Leaders from across Africa attempted Monday to initiate some form of reconciliation in Ethiopia's escalating internal conflict, two days after rocket strikes on Eritrea's capital.
Ugandan President Yoweri Museveni held talks with Ethiopia's Deputy Prime Minister Demeke Mekonnen in Gula, northern Uganda. He said discussions "focused on the peace and security issues affecting Ethiopia currently. Being one of the oldest countries that was not colonized in Africa, Ethiopia is the pride of the continent."

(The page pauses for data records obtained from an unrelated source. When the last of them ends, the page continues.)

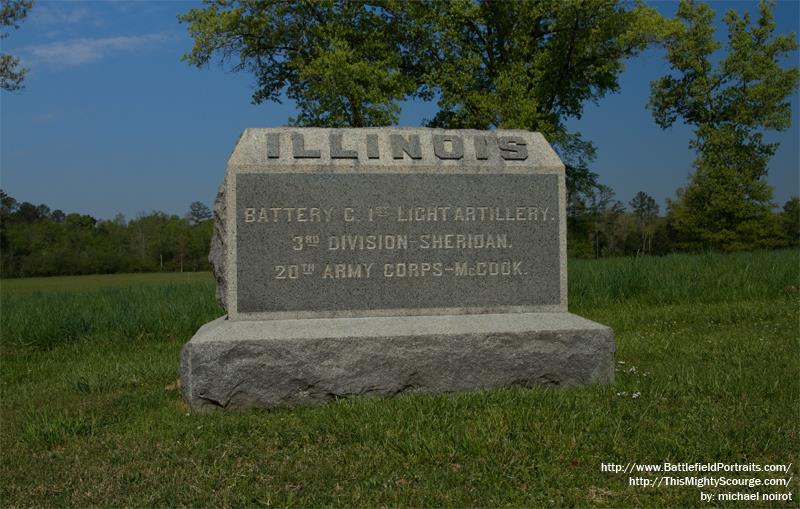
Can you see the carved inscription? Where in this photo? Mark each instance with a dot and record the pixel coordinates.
(401, 146)
(330, 242)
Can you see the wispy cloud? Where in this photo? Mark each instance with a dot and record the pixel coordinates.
(52, 14)
(75, 52)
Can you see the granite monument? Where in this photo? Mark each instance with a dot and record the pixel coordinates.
(383, 261)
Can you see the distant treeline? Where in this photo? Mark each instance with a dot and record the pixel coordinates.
(38, 241)
(600, 226)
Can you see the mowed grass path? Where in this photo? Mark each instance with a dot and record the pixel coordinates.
(708, 344)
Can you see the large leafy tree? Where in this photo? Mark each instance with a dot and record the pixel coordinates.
(12, 75)
(528, 64)
(730, 101)
(534, 65)
(344, 63)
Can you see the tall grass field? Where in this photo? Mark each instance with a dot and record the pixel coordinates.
(707, 370)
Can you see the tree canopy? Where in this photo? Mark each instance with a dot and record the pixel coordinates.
(730, 101)
(12, 75)
(490, 64)
(343, 63)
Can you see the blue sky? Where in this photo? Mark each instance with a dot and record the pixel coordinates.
(112, 121)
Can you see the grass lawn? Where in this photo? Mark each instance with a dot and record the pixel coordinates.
(708, 370)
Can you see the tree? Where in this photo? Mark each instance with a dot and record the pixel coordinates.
(645, 209)
(345, 63)
(730, 102)
(12, 12)
(791, 220)
(198, 212)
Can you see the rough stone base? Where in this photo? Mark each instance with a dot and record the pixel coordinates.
(237, 364)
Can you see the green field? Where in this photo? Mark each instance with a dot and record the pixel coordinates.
(708, 370)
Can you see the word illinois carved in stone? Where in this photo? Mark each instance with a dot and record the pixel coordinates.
(377, 261)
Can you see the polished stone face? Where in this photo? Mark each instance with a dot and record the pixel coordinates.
(354, 241)
(316, 223)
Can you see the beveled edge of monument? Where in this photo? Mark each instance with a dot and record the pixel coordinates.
(223, 330)
(249, 156)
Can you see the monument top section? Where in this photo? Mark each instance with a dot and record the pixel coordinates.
(324, 223)
(373, 149)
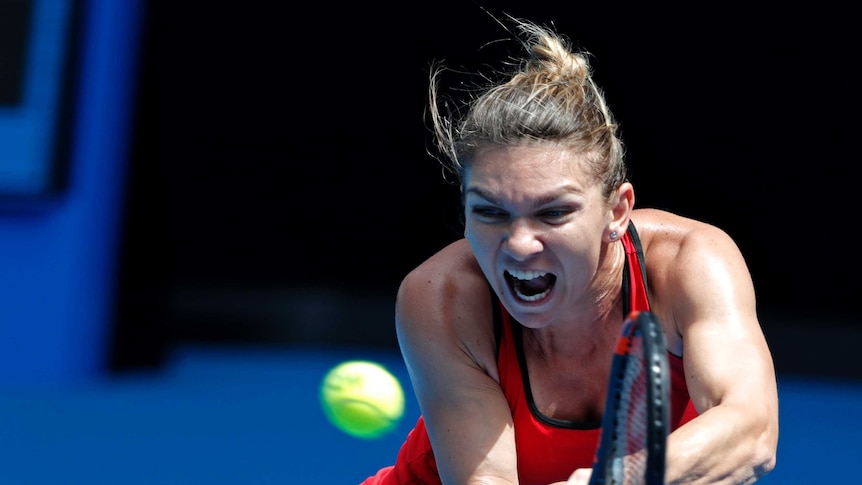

Former Nigerian President Olusegun Obasanjo on Monday left for the Ethiopian capital of Addis Ababa to mediate in the crisis, his spokesman said.
What is the background to the conflict?
Ethiopian Prime Minister Abiy Ahmed declared on November 4 he had ordered military operations in its northern Tigray region in a dramatic escalation of a long-running feud with the local ruling party, the Tigray People's Liberation Front (TPLF).
On Monday, Ethiopia said it had captured another town. Defense Minister Dr Kenna Yadeta told DW: "All their [TPLF's] actions testify to their high level of frustration. They have no more strength, capability and time to intensify wars in the region."
He also accused the TPLF of giving out misinformation. "They claimed to have shot down air force jets, and to have won over about ten thousand government forces. It turned out a lie, as they were known to lie during their rule over the past 27 years."
"We [the Government of Ethiopia] can achieve a crushing victory any day from now," he concluded.
Meanwhile, TPLF leader Debretsion Gebremichael called on the United Nations and African Union to condemn Ethiopia's troops, accusing them of using of high-tech weaponry, such as drones, to carry out attacks.
Hundreds of people are reported to have been killed so far in the conflict, some in atrocities as documented last week by Amnesty International.
More than 25,000 Ethiopians have fled into neighboring Sudan as a result of the conflict, according to Sudanese officials.
The conflict could jeopardize the recent opening up of Ethiopia's economy, antagonize ethnic tensions elsewhere, and tarnish the reputation of Prime Minister Abiy who only last year won a Nobel Peace Prize for a peace pact with Eritrea.